浮上も沈没も出来ず、ただ延々と生え揺らぐだけのボクはそれから間もなくして、
———っ…?…っ!!
【‥過剰を覚えた】
知らないナニカによって風船みたいに膨らんだボクは〝もう何も入らないよ〟と彼ら(?)を拒んだけれど、いくら拒んでも蒸留酒をありったけ飲んだようなままならなさがボクを捕まえて〝まだ入る、まだ入る〟とナニカが無理やりに押し込まれた。
===========パンッ============
【次に限界をむかえた‥】
とうとう破れてしまったボクは吐き出したのだ。
〝ダカラ・言ったでしょ〟
それでも彼らは再び〝あいた、あいた〟とボクを膨らませ始めたので、ボクはもう一度破けて吐き出した。

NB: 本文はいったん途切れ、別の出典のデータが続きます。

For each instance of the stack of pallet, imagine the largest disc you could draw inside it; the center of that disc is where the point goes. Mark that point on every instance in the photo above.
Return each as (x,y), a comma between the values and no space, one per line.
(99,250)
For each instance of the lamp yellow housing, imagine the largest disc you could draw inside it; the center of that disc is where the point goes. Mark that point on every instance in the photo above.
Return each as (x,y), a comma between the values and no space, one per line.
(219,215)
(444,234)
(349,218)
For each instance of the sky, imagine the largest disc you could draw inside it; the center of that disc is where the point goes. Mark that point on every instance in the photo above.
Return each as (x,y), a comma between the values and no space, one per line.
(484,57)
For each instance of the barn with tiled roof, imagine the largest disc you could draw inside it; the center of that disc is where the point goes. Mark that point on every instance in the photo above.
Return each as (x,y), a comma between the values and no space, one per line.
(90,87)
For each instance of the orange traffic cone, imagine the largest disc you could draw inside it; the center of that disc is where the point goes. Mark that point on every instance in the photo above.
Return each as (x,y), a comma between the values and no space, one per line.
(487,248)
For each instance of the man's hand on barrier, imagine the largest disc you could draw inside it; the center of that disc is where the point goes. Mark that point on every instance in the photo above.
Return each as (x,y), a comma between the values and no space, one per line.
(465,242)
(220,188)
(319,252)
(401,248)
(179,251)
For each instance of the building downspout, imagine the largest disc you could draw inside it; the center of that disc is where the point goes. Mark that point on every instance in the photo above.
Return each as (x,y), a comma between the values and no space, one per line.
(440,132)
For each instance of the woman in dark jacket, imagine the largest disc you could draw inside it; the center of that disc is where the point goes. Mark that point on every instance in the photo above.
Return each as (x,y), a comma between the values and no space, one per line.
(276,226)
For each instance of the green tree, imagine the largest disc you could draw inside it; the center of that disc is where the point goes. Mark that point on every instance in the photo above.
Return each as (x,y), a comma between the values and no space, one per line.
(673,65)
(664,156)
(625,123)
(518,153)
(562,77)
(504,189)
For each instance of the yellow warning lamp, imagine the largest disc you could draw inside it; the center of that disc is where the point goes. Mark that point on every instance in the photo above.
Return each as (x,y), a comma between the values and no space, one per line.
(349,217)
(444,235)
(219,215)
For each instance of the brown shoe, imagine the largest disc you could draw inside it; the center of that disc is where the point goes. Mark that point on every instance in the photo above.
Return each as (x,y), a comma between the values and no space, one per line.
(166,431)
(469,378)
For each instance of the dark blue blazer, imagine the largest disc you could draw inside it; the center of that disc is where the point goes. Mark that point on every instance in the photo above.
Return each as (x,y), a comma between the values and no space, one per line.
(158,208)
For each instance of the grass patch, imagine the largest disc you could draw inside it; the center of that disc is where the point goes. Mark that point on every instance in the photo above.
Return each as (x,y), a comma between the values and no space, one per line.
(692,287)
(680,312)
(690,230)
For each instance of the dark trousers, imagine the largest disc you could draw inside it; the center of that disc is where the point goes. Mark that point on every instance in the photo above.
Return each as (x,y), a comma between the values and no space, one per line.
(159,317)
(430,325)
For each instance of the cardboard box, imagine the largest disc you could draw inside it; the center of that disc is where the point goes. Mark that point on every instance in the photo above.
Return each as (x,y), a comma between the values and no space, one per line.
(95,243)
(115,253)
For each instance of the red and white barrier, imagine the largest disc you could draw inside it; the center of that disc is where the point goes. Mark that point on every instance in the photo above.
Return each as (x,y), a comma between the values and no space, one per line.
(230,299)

========パンッ=====パンッ=======
〝ホ・ラ・ネ〟
〝あいた、あいた〟
〝まだ入る、まだ入る…〟
吐いては入り、
吐いても入り、
入れるように吐き、
吐きたくても、入れなくて‥‥?
拒食の吐き癖が脱糞と近しいものになった時点から
「ボク」は塵となり、霞となり、そうして、それから―――――
【・・・・ソレから無理やりに矯正された】
善意も悪意もない彼らによってボクはフランケンシュタインの怪物にされた。
継ぎ接ぎのボクには逃避も、自壊も、抗う意思さえも許されず、
ボクはよく分からないものを際限なく飲み、吐き続ける。
止まなく生える雑草のように、
揺蕩うだけのボクにはどうすることもできない。
ただの「ボク」には、自らを爆竹蝦蟇と重ねることしかできなかった…。
『「爆竹蝦蟇」とは、何とも古風な言い回しだね。他のラプラスに当てられたせいかな』
‥‥声がした。
この黄金の水底において初めて聞いた誰かの言葉。
冷たくも、あたたかくも、厳しくも、やさしくもない世界に落ちた彼(もしくは彼女)のひと粒の言葉は静かに黄金の水下へと溶けていった。
「ナン‥‥何だ?」
言葉が発せられたことに戸惑いながらもボクは言葉の主に尋ねる。
『What(何か)とは、何とも我儘で曖昧な質問だね。
それとも‥‥いや、ただ肝が据わっていると言った方が正しいのかもしれない。
――――――まぁ、今の君には据わる肝さえありはしないのだけれども』
「・・・・」
声はすれども、その主はどこにも見当たらない。
どこを見回しても不規則な黄金たちが変わらずボクを観覧するばかりである。
『こらこら、少しくらい反応しておくれよ。
君がいることは分かるけれども君が在ることを私には決定できない。
もし君が「ボク」でなくなったのならば私は君をラプラスの悪魔から守らなければならないからね』
「ラプラス…? あのラプラスで間違いないのか」
…知った単語があれば繰り返してしまうのは人間の性だ。
『あぁ、そうだね。
アマー…甘納茉奈博士によって発見された記憶粒子。
人の記憶———…詳しく言えば死体の記憶に内在したであろう未知のエネルギーに着目した彼女の遺産。古き偉人より名を借りたラプラス(Laplace)に相違ないとも』
少し拗ねたそうに謎の声は答えた。